The accurate and complete assembly of both haplotype sequences of a diploid organism is essential to understanding the role of variation in genome functions, phenotypes and diseases¹. Here, using a trio-binning approach, we present a high-quality, diploid reference genome, with both haplotypes assembled independently at the chromosome level, for the common marmoset (Callithrix jacchus), an primate model system that is widely used in biomedical research^2,3. The full spectrum of heterozygosity between the two haplotypes involves 1.36% of the genome—much higher than the 0.13% indicated by the standard estimation based on single-nucleotide heterozygosity alone. The de novo mutation rate is 0.43 × 10⁻⁸ per site per generation, and the paternal inherited genome acquired twice as many mutations as the maternal. Our diploid assembly enabled us to discover a recent expansion of the sex-differentiation region and unique evolutionary changes in the marmoset Y chromosome. In addition, we identified many genes with signatures of positive selection that might have contributed to the evolution of Callithrix biological features. Brain-related genes were highly conserved between marmosets and humans, although several genes experienced lineage-specific copy number variations or diversifying selection, with implications for the use of marmosets as a model system.
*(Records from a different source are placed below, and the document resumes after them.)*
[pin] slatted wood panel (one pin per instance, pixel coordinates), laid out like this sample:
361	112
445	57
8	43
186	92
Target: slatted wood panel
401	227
二倍体生物的两个单倍型序列的准确和完整的组装对于了解变异在基因组功能、表型和疾病中的作用至关重要¹。在这里，我们使用 trio-binning 方法，为常见的狨猴（ Callithrix jacchus ）提供了一个高质量的二倍体参考基因组，两种单倍型在染色体水平上独立组装，这是一种广泛用于生物医学研究的灵长类动物模型系统^2,3。两种单倍型之间的全谱杂合性涉及 1.36% 的基因组——远高于仅基于单核苷酸杂合性的标准估计所指示的 0.13%。从头突变率为0.43 × 10 ^-8每代每个位点，父系遗传基因组获得的突变数量是母系的两倍。我们的二倍体组装使我们能够发现最近性别分化区域的扩展和狨猴 Y 染色体的独特进化变化。此外，我们鉴定了许多具有正选择特征的基因，这些基因可能有助于Callithrix生物学特征的进化。脑相关基因在狨猴和人类之间高度保守，尽管有几个基因经历了谱系特异性拷贝数变异或多样化选择，这对使用狨猴作为模型系统有影响。